We began the process of leaving our original agency and starting new with Lifeline. We were refunded some of the money we paid to our original agency.

For the most part it is like starting over. However 2 things are different and bring a bit of hope to an otherwise depressing task.

1. I have done this before. I have a sense for how to wade through the paperwork process. I know the terminology and we already have many of the needed materials from our previous paperwork.

2. China is significantly different than Ethiopia. China is a Hague country. This means they are a part of the Hague convention. It is an international convention that countries can become a part of if they meet certain criteria and its purpose is to help ensure ethical international adoptions. All of the children to be referred are already in the Chinese system and fully paper ready to have their adoptions  processed and be matched with families. Also China has been doing this for a long time and the process, the system and the timeline are predictable. Also in China adoptions you don't sit on a wait list with other families in the program. You are matched individually from the LARGE number of children already waiting for a family. You can be matched with a child anytime in the process, either now as we do the paperwork or after the paperwork is done and submitted. All of this gives us hope that the process will be faster, more predictable, and smooth.

It took me 6 months to complete all of the paperwork for our Ethiopia adoption. I am shooting for 4 months this time!

Right now I am again up to my ears in paperwork, meetings, checklists, trainings and jumping through hoops daily.

Our next step is to complete another home study. We have been accepted into a local agency who will complete the home study for us. Since Lifeline isn't in OH we have to find someone who will do the home study here and work with our Lifeline representative.
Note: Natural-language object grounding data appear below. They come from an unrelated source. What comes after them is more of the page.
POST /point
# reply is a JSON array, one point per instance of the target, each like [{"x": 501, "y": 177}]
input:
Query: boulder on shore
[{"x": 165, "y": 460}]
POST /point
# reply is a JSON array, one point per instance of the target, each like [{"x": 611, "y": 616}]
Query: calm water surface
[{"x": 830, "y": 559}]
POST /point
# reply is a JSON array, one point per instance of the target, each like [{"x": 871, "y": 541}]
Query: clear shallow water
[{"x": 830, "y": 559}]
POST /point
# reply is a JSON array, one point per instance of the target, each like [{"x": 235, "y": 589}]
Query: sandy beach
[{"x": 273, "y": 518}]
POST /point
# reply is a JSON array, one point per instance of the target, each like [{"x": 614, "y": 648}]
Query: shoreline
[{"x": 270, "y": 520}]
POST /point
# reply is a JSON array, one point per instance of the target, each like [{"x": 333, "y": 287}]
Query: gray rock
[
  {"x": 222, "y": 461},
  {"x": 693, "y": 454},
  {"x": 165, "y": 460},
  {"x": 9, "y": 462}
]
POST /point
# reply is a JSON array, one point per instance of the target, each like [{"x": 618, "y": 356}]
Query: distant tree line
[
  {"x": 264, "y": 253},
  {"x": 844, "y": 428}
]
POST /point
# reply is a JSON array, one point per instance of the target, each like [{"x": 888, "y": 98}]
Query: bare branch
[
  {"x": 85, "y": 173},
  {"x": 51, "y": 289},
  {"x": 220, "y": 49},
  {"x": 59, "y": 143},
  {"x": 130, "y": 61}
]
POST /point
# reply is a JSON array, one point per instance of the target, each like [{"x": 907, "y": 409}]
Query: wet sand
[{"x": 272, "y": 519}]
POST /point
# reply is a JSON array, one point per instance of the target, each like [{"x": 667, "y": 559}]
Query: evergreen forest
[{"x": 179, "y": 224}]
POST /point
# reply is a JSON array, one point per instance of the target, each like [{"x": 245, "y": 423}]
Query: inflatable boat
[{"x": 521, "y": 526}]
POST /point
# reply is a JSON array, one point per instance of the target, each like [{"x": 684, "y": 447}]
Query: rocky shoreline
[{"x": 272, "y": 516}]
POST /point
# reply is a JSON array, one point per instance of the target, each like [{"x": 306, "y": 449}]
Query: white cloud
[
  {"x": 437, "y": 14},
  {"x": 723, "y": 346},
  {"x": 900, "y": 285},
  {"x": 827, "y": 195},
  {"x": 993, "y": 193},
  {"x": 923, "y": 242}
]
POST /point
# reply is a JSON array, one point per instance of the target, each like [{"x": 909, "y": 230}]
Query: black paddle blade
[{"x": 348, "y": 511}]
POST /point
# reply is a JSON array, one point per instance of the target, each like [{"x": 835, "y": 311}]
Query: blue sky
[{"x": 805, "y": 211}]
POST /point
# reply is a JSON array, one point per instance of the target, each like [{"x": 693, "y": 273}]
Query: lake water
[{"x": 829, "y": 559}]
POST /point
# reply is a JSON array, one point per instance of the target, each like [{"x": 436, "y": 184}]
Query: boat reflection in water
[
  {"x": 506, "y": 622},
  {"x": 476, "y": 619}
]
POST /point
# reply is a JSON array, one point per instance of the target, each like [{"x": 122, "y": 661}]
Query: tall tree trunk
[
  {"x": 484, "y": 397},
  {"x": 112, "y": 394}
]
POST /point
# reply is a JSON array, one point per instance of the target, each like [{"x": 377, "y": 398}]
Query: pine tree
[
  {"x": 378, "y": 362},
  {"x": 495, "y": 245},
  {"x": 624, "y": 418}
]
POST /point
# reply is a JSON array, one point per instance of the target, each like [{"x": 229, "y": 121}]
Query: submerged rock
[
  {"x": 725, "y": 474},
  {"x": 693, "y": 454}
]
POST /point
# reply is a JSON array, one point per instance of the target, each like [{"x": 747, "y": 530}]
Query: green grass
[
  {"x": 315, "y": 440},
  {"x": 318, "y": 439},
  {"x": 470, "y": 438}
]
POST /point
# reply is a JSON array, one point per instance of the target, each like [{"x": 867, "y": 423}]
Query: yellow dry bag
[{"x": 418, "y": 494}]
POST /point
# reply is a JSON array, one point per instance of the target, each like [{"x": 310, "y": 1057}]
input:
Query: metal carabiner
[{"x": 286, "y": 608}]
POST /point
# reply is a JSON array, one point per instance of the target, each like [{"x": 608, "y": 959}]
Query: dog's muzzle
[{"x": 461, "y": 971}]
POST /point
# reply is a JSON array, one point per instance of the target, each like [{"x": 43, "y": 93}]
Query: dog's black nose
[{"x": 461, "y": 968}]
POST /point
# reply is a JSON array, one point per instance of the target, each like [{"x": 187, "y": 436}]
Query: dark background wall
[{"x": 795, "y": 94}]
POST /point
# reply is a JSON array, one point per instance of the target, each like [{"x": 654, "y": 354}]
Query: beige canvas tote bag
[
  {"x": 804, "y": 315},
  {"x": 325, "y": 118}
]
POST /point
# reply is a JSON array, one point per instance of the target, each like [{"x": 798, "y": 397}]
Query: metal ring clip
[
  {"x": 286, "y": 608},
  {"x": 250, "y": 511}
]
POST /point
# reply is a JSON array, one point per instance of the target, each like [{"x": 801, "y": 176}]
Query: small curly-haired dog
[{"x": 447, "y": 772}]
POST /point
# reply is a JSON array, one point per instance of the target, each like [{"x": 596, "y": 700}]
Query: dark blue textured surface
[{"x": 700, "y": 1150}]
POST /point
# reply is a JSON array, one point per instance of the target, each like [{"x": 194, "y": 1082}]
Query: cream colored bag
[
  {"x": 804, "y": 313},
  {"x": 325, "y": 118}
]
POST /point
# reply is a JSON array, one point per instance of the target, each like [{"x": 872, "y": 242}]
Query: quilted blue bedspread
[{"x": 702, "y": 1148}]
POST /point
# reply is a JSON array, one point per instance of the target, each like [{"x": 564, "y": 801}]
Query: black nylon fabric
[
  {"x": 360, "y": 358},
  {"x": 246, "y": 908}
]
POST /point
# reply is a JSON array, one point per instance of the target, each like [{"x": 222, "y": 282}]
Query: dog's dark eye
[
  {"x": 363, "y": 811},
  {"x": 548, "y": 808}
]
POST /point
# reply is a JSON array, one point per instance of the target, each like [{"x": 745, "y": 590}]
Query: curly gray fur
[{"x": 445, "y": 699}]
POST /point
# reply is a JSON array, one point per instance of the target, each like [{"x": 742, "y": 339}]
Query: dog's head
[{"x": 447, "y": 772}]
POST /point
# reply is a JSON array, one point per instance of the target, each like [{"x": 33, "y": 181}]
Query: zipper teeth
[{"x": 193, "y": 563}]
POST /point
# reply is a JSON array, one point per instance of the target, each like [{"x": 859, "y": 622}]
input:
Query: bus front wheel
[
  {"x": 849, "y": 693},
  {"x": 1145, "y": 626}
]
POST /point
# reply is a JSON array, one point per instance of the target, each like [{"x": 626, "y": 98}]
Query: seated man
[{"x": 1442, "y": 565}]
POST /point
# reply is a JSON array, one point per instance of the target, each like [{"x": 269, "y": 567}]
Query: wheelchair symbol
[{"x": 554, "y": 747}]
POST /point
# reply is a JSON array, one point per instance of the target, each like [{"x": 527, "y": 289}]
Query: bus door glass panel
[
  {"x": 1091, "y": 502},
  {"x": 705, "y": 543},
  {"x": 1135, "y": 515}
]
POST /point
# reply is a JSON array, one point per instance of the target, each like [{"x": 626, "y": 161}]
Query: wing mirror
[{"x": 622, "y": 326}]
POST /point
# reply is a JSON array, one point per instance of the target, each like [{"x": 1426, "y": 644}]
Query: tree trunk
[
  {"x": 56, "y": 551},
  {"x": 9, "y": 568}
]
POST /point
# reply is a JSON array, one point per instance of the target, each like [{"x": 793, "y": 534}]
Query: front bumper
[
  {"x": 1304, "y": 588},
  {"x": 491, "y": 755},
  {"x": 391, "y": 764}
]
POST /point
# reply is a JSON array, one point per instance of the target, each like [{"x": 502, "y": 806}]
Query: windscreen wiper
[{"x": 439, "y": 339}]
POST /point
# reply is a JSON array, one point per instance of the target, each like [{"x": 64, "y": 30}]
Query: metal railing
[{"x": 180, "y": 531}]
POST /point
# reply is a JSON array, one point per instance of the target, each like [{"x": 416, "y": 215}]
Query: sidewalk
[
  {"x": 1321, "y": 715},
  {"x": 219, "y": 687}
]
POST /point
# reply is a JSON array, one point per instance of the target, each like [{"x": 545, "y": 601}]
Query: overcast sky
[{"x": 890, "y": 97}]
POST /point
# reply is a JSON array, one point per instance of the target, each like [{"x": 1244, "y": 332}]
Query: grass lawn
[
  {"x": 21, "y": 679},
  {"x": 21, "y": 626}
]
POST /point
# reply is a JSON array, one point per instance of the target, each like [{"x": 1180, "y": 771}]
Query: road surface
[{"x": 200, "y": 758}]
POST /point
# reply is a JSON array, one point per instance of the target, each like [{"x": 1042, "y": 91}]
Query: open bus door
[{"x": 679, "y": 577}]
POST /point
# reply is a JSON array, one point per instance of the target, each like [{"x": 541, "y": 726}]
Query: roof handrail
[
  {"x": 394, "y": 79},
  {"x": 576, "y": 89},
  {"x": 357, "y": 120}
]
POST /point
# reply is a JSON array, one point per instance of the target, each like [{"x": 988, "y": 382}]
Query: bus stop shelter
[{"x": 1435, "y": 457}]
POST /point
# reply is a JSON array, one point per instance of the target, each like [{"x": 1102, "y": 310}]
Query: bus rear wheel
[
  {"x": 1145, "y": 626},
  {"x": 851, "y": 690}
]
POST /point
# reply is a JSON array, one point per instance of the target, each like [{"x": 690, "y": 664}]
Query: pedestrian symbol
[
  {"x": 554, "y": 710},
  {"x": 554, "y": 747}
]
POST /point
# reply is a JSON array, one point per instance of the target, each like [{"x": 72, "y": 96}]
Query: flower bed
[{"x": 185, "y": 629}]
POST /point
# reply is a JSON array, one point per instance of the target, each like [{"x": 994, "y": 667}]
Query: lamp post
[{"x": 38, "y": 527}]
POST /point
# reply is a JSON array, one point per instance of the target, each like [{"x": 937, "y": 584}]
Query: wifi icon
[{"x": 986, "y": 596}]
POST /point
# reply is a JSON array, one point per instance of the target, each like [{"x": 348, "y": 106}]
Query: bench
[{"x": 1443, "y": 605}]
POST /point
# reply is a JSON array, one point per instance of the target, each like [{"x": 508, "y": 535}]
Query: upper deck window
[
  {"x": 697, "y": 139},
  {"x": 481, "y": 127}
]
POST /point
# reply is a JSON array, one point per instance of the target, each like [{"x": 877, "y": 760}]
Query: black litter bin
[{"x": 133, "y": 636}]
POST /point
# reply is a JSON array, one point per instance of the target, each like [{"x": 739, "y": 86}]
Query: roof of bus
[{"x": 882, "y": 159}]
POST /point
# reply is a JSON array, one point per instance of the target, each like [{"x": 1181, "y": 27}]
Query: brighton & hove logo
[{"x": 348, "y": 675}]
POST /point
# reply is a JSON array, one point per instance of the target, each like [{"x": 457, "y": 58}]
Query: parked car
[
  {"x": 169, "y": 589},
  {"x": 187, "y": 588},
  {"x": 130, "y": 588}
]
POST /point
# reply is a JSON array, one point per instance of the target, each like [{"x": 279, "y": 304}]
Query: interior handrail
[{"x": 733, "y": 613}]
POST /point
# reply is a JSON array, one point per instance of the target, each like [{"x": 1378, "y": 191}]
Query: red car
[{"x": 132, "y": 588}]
We feel confident with this agency and other Lifeline families who live in OH have recommended them.

We would love your prayers.

I will be keeping this site updated as we walk through each step.

For now please pray for:

1. The paperwork to be smooth and gathered quickly.
2. For our home study. For the social worker that we will be assigned, each home visit, the paperwork for that, that timing would be quick.
3. For our future child.
4. That we would keep our eyes fixed on eternal things. That we would persevere and remain hopeful. For increased faith and trust in His good plan.